TAtunque sea por la memoria malherida de tantas ocasiones y circunstancias que nos han formado y llenado nuestra vida.

Por aquellos sueños de infancia y aquellas ilusiones de niño que nos ocupaban la duermevela y la vigilia con plumas, pieles y olor a pólvora.

Por el vaho de los bastimentos del padre cazador sobre aquel baúl en un rincón de la estancia: los borceguíes, la mochila, la canana, los archiperres de recargar cartuchos y las escopetas.

Por aquella primera tórtola abatida cuando cruzaba sobre la fuente Ventosa, detrás de la Casa de las Viñas; por las Viñas mismas, con sus canchos de granito, sus gamones, sus zarzales y el viento gallego que cimbreaba las ramas de los almendros.

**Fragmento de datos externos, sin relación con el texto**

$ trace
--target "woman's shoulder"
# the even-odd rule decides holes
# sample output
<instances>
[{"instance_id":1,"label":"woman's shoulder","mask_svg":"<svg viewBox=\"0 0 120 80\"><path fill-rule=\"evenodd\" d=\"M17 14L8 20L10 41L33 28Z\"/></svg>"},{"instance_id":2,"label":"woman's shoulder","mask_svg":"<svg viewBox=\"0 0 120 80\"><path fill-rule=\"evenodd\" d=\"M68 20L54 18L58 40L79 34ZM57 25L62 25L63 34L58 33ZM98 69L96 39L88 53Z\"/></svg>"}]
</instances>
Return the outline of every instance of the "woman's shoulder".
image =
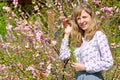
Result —
<instances>
[{"instance_id":1,"label":"woman's shoulder","mask_svg":"<svg viewBox=\"0 0 120 80\"><path fill-rule=\"evenodd\" d=\"M105 36L105 33L103 31L96 31L95 33L96 36Z\"/></svg>"},{"instance_id":2,"label":"woman's shoulder","mask_svg":"<svg viewBox=\"0 0 120 80\"><path fill-rule=\"evenodd\" d=\"M107 36L103 31L96 31L95 37L100 39L100 38L106 38Z\"/></svg>"}]
</instances>

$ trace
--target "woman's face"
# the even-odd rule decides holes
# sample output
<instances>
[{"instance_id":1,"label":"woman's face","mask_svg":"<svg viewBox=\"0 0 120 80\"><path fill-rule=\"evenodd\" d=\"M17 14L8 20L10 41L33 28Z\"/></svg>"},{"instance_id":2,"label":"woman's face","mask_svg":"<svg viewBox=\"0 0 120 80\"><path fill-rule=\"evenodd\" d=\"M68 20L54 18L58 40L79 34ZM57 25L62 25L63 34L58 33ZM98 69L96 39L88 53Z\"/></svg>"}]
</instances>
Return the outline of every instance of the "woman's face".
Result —
<instances>
[{"instance_id":1,"label":"woman's face","mask_svg":"<svg viewBox=\"0 0 120 80\"><path fill-rule=\"evenodd\" d=\"M81 15L77 17L77 23L82 30L86 30L91 24L91 16L82 10Z\"/></svg>"}]
</instances>

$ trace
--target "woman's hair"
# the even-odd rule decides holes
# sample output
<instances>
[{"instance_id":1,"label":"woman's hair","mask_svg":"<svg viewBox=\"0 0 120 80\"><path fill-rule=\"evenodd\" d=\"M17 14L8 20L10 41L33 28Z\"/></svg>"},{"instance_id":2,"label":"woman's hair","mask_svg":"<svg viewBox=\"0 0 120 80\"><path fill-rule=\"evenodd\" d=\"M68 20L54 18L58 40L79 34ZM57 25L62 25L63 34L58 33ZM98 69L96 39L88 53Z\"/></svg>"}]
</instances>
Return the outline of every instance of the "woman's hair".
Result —
<instances>
[{"instance_id":1,"label":"woman's hair","mask_svg":"<svg viewBox=\"0 0 120 80\"><path fill-rule=\"evenodd\" d=\"M77 23L77 17L81 15L83 10L85 10L91 16L91 24L85 31L82 30ZM75 42L77 47L81 46L83 36L89 41L93 38L95 32L100 30L100 22L89 4L80 4L73 9L71 24L73 27L71 41Z\"/></svg>"}]
</instances>

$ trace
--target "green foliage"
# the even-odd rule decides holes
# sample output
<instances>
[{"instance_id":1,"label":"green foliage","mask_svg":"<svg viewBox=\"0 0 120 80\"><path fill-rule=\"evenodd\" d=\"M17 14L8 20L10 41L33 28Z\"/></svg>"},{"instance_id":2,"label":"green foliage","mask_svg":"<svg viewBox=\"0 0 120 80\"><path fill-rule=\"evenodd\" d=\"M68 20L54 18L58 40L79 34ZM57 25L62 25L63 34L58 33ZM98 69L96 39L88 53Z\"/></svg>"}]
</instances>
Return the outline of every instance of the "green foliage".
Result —
<instances>
[{"instance_id":1,"label":"green foliage","mask_svg":"<svg viewBox=\"0 0 120 80\"><path fill-rule=\"evenodd\" d=\"M2 9L3 6L8 6L7 3L0 3L0 35L2 35L2 38L0 38L0 68L5 67L4 70L1 70L0 76L3 79L18 78L20 80L74 80L75 70L71 68L69 62L58 59L60 43L64 35L64 28L61 27L62 22L59 18L71 15L73 9L71 3L77 5L84 1L57 0L58 5L55 5L55 0L34 1L35 4L25 7L18 5L15 8L13 5L9 5L10 12ZM115 44L112 49L115 66L107 73L103 73L105 80L111 80L116 78L119 69L116 66L118 66L120 57L120 46L117 46L120 43L120 30L118 29L120 14L114 10L112 12L113 16L108 16L101 11L101 8L116 6L115 9L120 9L120 2L112 0L106 3L105 0L102 0L102 3L96 4L89 0L89 3L95 11L100 11L98 16L102 21L101 26L108 36L109 43ZM35 6L38 6L39 9L35 10ZM63 12L60 12L58 8L60 6ZM50 9L53 10L54 15L47 13ZM16 15L13 16L12 12ZM105 18L101 18L101 16ZM48 24L48 21L51 21L51 23ZM6 30L8 23L12 25L11 30ZM19 27L21 27L19 30L14 30ZM26 27L30 29L25 30ZM39 38L37 32L41 32ZM57 44L53 43L54 41L57 41ZM70 62L76 62L73 45L74 42L69 47L71 52ZM50 74L48 74L49 71ZM5 74L6 72L8 75ZM113 74L113 72L115 73Z\"/></svg>"}]
</instances>

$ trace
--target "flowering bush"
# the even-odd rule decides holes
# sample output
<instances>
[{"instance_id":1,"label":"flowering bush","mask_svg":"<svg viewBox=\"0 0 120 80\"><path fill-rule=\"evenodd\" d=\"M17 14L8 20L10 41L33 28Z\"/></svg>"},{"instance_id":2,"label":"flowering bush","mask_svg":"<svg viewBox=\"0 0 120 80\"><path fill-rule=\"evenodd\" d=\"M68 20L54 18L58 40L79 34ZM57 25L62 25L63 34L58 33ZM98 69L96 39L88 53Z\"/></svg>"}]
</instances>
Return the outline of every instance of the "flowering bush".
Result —
<instances>
[{"instance_id":1,"label":"flowering bush","mask_svg":"<svg viewBox=\"0 0 120 80\"><path fill-rule=\"evenodd\" d=\"M0 79L74 80L68 60L58 58L64 34L61 20L69 18L72 8L81 2L90 3L108 35L115 66L103 72L105 80L119 79L120 2L33 0L25 10L14 1L15 6L0 3Z\"/></svg>"}]
</instances>

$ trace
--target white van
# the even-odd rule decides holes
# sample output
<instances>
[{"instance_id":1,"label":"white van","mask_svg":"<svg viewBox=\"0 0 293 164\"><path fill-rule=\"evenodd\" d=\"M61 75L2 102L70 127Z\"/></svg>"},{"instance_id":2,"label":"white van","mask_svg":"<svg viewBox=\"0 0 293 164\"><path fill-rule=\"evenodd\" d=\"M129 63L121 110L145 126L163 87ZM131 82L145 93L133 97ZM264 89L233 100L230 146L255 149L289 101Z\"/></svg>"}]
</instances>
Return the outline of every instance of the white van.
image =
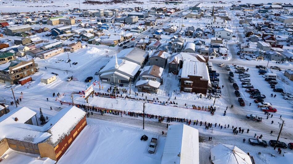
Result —
<instances>
[{"instance_id":1,"label":"white van","mask_svg":"<svg viewBox=\"0 0 293 164\"><path fill-rule=\"evenodd\" d=\"M212 69L213 68L213 63L210 61L208 62L208 68Z\"/></svg>"},{"instance_id":2,"label":"white van","mask_svg":"<svg viewBox=\"0 0 293 164\"><path fill-rule=\"evenodd\" d=\"M262 77L264 78L270 77L271 78L274 78L274 79L277 79L277 76L277 76L277 74L275 73L265 73L264 75L262 75Z\"/></svg>"},{"instance_id":3,"label":"white van","mask_svg":"<svg viewBox=\"0 0 293 164\"><path fill-rule=\"evenodd\" d=\"M242 65L237 65L237 66L236 66L236 67L235 68L236 69L241 69L241 68L244 69L245 69L245 68L244 68L244 66Z\"/></svg>"}]
</instances>

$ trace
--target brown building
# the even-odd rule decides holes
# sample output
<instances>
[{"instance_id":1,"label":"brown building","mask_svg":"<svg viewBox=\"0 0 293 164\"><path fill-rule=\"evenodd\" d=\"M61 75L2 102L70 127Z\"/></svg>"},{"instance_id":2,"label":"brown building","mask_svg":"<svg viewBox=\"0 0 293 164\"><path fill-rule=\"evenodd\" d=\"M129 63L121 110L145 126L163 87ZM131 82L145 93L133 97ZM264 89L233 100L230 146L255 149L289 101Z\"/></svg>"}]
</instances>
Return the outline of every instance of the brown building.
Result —
<instances>
[{"instance_id":1,"label":"brown building","mask_svg":"<svg viewBox=\"0 0 293 164\"><path fill-rule=\"evenodd\" d=\"M0 53L0 64L7 63L10 60L14 60L16 58L13 53L9 52Z\"/></svg>"},{"instance_id":2,"label":"brown building","mask_svg":"<svg viewBox=\"0 0 293 164\"><path fill-rule=\"evenodd\" d=\"M66 107L40 127L35 112L25 107L10 111L0 119L0 155L10 148L57 161L86 126L86 114Z\"/></svg>"},{"instance_id":3,"label":"brown building","mask_svg":"<svg viewBox=\"0 0 293 164\"><path fill-rule=\"evenodd\" d=\"M10 84L17 83L18 80L36 71L33 59L28 61L10 60L0 65L0 82Z\"/></svg>"},{"instance_id":4,"label":"brown building","mask_svg":"<svg viewBox=\"0 0 293 164\"><path fill-rule=\"evenodd\" d=\"M180 91L206 95L210 81L205 63L184 61L180 78Z\"/></svg>"},{"instance_id":5,"label":"brown building","mask_svg":"<svg viewBox=\"0 0 293 164\"><path fill-rule=\"evenodd\" d=\"M66 51L73 53L77 49L81 48L81 44L78 41L68 45L65 48Z\"/></svg>"},{"instance_id":6,"label":"brown building","mask_svg":"<svg viewBox=\"0 0 293 164\"><path fill-rule=\"evenodd\" d=\"M28 37L16 38L14 39L14 44L16 45L25 45L31 42L31 39Z\"/></svg>"}]
</instances>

Por el llano de encinas y el sopié, la falda y la cuchilla de la sierra, en los que, ocasos fríos de invierno, una urdimbre de torcaces atronaba su quietud y su silencio.

Por las piedras del chito y las retamas del aguardo, que han custodiado tantas horas la espera del buscador del Tao, entre el canto de la jaula y el canto del monte.

Por el gruñir del cochino, el galope del venado o el grácil claqueteo de la codorniz en el sembrado; tal vez por la silueta de la liebre en el páramo, los graciosos escorzos del conejo en la puerta de la hura o el vuelo uniforme de la perdiz en el ribero.

Por Don Juan Manuel, Don Pedro López de Ayala, Juan Mateos, Jerónimo de Aguilar, por Covarsí, Miguel Delibes, Francisco León o Mariano Aguayo y tantos que conciliaron armas y plumas. Por todos nosotros y tantas ocurrencias: "¡Ahí va la liebre!", "¡Pájaro, pájaro!", y todos los días de cierzo, altano, llovizna, chajuán o aguacero con barro hasta las trancas. Por la paciencia de nuestra santa madre y de nuestra sufrida esposa; porque todo no haya sido en vano y porque ya es hora de plantarnos en la mitad de la patria para proclamar sin titubeos que somos cazadores como nuestros padres y que moriremos, herramienta en manos, para que nuestros hijos también lo sean.

Por eso y mucho más, había que estar en la Castellana el día 1 de marzo.